En 1927, on eut comme projet d’acheter et de déplacer un dolmen situé en bordure de la route à hauteur d’Azinières ; pour le reconstituer au sommet d’un tertre dans le parc. Ce qui fit dire à Jules Artières : « L’idée n’eut pas de suite, heureusement, car l’immense amas de terre projeté aurait encombré le Parc, et le dolmen va mieux où il est, c’est-à-dire là où l’élevèrent les tribus qui peuplaient notre pays il y a plusieurs millénaires ». (Millau à travers les Siècles, 1943). Le 8 octobre 1933 fut inauguré le monument André Balitrand (1864-1931), avocat originaire de Millau, qui fut maire et député de la ville avant et après 1914.

Quant au Monument aux morts, œuvre du Rouergat Denys Puech inauguré sur le Mandarous le 24 octobre 1897 en l’honneur des soldats de la guerre de 1870-1871, il fut déplacé au sommet du Parc du 16 au 23 janvier 1950, pendant une période de grand gel. Heureusement, tout se passa sans accident.

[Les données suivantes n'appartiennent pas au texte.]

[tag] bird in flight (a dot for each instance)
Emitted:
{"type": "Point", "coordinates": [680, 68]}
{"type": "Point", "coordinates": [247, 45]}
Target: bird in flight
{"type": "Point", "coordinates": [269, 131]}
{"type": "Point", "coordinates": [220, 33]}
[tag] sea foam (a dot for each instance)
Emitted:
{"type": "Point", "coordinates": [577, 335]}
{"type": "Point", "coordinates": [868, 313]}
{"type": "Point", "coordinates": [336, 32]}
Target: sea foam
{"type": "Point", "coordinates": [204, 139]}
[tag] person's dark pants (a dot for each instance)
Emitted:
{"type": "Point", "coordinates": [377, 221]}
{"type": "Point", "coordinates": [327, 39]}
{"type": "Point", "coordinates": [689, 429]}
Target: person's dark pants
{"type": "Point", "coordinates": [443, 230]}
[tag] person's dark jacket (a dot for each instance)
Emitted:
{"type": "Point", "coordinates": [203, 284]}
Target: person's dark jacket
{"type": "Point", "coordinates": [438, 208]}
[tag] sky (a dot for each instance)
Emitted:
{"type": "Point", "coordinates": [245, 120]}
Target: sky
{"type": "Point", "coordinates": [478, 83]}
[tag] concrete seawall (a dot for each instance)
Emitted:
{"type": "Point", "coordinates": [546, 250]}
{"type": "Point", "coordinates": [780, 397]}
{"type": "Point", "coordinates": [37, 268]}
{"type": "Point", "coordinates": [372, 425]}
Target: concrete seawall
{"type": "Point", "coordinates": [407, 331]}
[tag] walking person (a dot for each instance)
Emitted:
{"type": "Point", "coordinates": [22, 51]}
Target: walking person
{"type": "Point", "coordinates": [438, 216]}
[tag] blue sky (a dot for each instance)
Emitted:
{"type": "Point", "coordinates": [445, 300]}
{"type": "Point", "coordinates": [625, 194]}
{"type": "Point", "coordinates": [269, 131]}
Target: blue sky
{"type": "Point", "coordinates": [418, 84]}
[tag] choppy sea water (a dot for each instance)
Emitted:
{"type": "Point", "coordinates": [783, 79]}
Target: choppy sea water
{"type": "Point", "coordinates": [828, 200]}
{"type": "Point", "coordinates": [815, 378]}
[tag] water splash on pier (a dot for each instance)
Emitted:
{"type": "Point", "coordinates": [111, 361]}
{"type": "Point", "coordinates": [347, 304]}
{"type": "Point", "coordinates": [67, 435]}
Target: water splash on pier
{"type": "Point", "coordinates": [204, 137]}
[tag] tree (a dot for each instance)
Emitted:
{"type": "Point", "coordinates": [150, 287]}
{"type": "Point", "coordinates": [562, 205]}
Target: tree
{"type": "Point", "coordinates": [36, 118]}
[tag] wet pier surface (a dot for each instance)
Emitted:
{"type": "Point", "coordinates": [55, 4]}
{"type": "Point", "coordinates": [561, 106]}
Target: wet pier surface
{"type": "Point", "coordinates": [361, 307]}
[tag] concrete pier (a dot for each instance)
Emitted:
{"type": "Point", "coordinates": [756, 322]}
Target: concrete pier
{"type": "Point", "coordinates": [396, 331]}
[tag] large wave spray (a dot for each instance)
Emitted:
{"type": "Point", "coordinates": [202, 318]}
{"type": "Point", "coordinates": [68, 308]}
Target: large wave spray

Le Parc de la Victoire en 1962.

En 1964, le Parc de la Victoire devient parc urbain avec la construction de la salle des fêtes à l’extrémité nord-ouest. Il a accueilli des manifestations emblématiques de Millau, telles la foire d’automne aux produits fermiers, les 100 km, le mondial de Pétanque, la fête foraine… En 1998, le Parc s’enrichit de l’espace botanique Hyppolite-Coste, jardin caussenard témoignant de l’incroyable diversité de la flore locale. Le Parc de la Victoire accueille également une aire de jeux pour enfants. Bordé à l’est par une pinède, cet ancien jardin à la française se compose de plus de 1800 arbres et 1700 arbustes. Parmi eux, un éventail d’arbres remarquables tels l’érable plane, l’arbousier, le séquoia, le libocèdre, le tilleul à grandes feuilles. Dans la chronique « faits d’hiver » du Midi Libre en date du 21 décembre 2008, signalons ce fait assez insolite : « Le 20 décembre, vers 16 heures, les forces de police sont intervenues au parc de la Victoire pour interpeller un jeune homme qui venait de scier un sapin de l’espace vert. Or, c’est interdit… C’est un surveillant du parc public, qui a donné l’alerte. Avant d’être relâché dans la nature, l’auteur, un Millavois âgé de 22 ans et présentant apparemment quelques fragilités psychologiques, a été conduit au commissariat où on lui a rappelé qu’il est interdit de s’attaquer à la végétation du parc. La mairie a d’ailleurs fait savoir que la police allait porter plainte ».

En 2014, une « requalification paysagère » est envisagée. Budgétisée à 1 million d’euros sur 3 ans, des arbres seront arrachés pour faire « passer la lumière » et ainsi régénérer des pelouses bien trop souvent à l’ombre. Sont prévus également le réaménagement du bassin et de l’aire de jeux pour enfants situés dans sa partie haute (décembre 2014), un belvédère d’observation verra le jour (Midi Libre, 26 février 2016), en face de la salle des fêtes et derrière l’aire de jeu. Le monument commémoratif de la Libération sera déplacé en bordure de l’aire de stationnement situé le long de la voie ferrée. Après deux ans de travaux, un parc plus vert se rafraîchissant pour sa mue centennale a été inauguré le 24 mars 2018.